As soon as I power up the subwoofer amplifier, the subwoofer starts making what sounds like a 60Hz hum accompanied by a steady "thump thump thump". Obviously describing a sound via text is pretty tough, so I made a quick recording of it. It seems my recording program (on my phone) must have a HPF or something, because when I play it back, the 60Hz hum is completely missing. Regardless, you can still clearly hear the "thumping". It's attached.
First I assumed a ground loop problem through the signal line. But nope. I unplugged the signal line, and the noise is still there. The recording you just heard was made with NOTHING plugged into the amplifier inputs. All that's hooked up in the back is the power cable and two sets of speaker wires, each to one driver. If it's plugged in and the power switch is on, the drivers are making that noise.
The amplifier is a Behringer EP2500. I know there's a lot of experience with this particular amplifier on this board. Has anybody heard this before? Any idea what could be wrong? The drivers are FiCar IB3 18s. There's about 15ft of 12ga wire between the amplifier and each driver, one to each channel of the amplifier.
Thanks in advance!
Last Edit: Nov 23, 2012 15:44:21 GMT -7 by pitviper33
Post by pitviper33 on Nov 23, 2012 17:50:40 GMT -7
The rest of the system is unaffected. No speakers other than the subwoofer are making strange noises.
Currently the amplifier itself isn't making any noise. It's the subwoofer making the noise when the amplifier is turned on. My expectation is that the amplifier itself will still make no noise with the drivers disconnected from it as you've suggested, but I'll try it to be sure.
It's the same amplifier I've been using since I built the subwoofer over six months ago. It gets used daily. I haven't touched the subwoofer wiring in at least a month.
Maybe the amplifier just decided today was its day to quit.
Post by pitviper33 on Nov 23, 2012 18:11:13 GMT -7
Alright I tried disconnecting each driver. The amp never makes any noise itself other than its normal cooling fan.
But in the process I did discover something unexpected. It seems the problem is only on output 1. If only the driver connected to output 2 is hooked up, the subwoofer doesn't make a peep (when not being fed a signal). If a driver is hooked up to output 1, the hum and thumping resumes.
So do I definitely have one dead channel here? That stinks. But I can probably run both drivers (4 Ohm) in series on one channel can't I? I know the amp won't put out as much power into 8 Ohms, but maybe it'd be enough for me. Thoughs?
And of course if anybody reads this and has seen a Behringer amplifier do something like this before, I'd love to hear if you found a way to fix it!

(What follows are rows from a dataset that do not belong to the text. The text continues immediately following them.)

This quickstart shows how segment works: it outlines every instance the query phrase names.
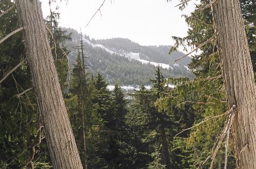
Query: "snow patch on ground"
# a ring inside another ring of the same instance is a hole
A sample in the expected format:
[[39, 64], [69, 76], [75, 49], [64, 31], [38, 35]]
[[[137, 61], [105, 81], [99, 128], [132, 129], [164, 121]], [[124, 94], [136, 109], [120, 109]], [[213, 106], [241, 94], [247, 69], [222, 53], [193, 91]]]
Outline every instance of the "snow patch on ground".
[[164, 69], [173, 69], [174, 68], [170, 66], [169, 65], [165, 64], [163, 64], [163, 63], [157, 63], [157, 62], [150, 62], [148, 61], [146, 61], [146, 60], [143, 60], [142, 59], [138, 59], [137, 61], [140, 61], [142, 63], [142, 64], [151, 64], [152, 65], [155, 66], [155, 67], [159, 66], [162, 68]]
[[[169, 84], [168, 84], [168, 87], [170, 88], [173, 89], [173, 88], [175, 88], [176, 86]], [[139, 85], [134, 85], [134, 86], [123, 85], [123, 86], [121, 86], [120, 87], [121, 87], [121, 89], [122, 89], [122, 90], [123, 90], [126, 92], [128, 92], [128, 91], [131, 91], [131, 90], [136, 90], [136, 91], [140, 90], [140, 87]], [[145, 88], [146, 88], [146, 90], [150, 90], [151, 89], [151, 86], [150, 85], [146, 85], [144, 86], [144, 87], [145, 87]], [[115, 89], [115, 86], [108, 85], [106, 87], [106, 89], [108, 89], [108, 90], [109, 90], [110, 91], [112, 91], [114, 90], [114, 89]]]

Post by pitviper33 on Nov 24, 2012 11:40:36 GMT -7
I spent a little more time playing with stuff.
Parallel mode: Thumping from the driver connected to output 1 (recording in post 1). Stereo mode: Same thumping from the driver connected to output 1. Bridged mono mode with drivers in series: Thumping seems to be twice as fast and possibly louder.
It seems like regardless of configuration, if amplifier 1 is hooked up to something, there's thumping. I guess it's fried.

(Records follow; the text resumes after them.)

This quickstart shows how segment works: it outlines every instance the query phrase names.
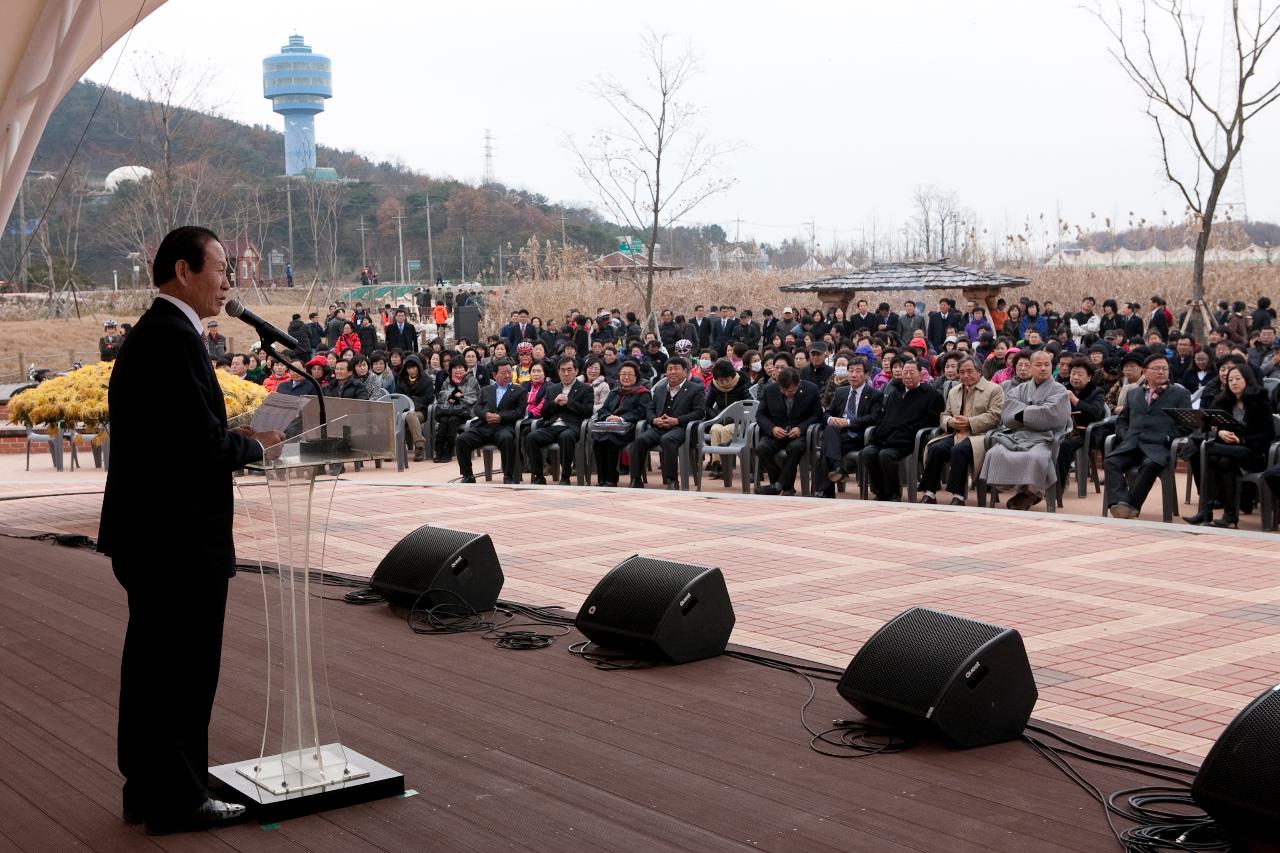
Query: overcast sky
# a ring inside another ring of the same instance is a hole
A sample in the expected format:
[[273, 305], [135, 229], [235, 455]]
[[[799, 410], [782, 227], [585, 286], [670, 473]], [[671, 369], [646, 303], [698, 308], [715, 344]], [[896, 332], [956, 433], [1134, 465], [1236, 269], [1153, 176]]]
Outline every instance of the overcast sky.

Post by pitviper33 on Nov 29, 2012 21:49:02 GMT -7
I still don't know. Everything looked fine inside. No puffed up capacitors, charred resistors, or the like. I don't have a 'scope, so I could only look at the output with a multimeter. The multimeter was picking up on the 60Hz hum, but it wasn't telling me anything about the thumping. I left it powered up for a few minutes and checked temperatures all over the board. The only spot that got abnormally hot was near the front of the board at two adjacent potentiometers. I think it's unlikely that they were the root cause. My guess is that one of the solid state pieces had an internal short which then overloaded those pots.
Whatever the case, the amp is now up and running again! I found a post by someone over at diyAudio that had an EP2500 fail earlier this year. His had the power board fail. He agreed to send it to me for a very reasonable price. All I had to do was replace my bad amplifier board with the good one from the other amplifier, and it was good as new again. I definitely lucked out this time!
I'll hang onto the other amp just in case for the time being. If anybody else reading this needs parts from an EP2500 to get yours going again, let me know. I may have what you need!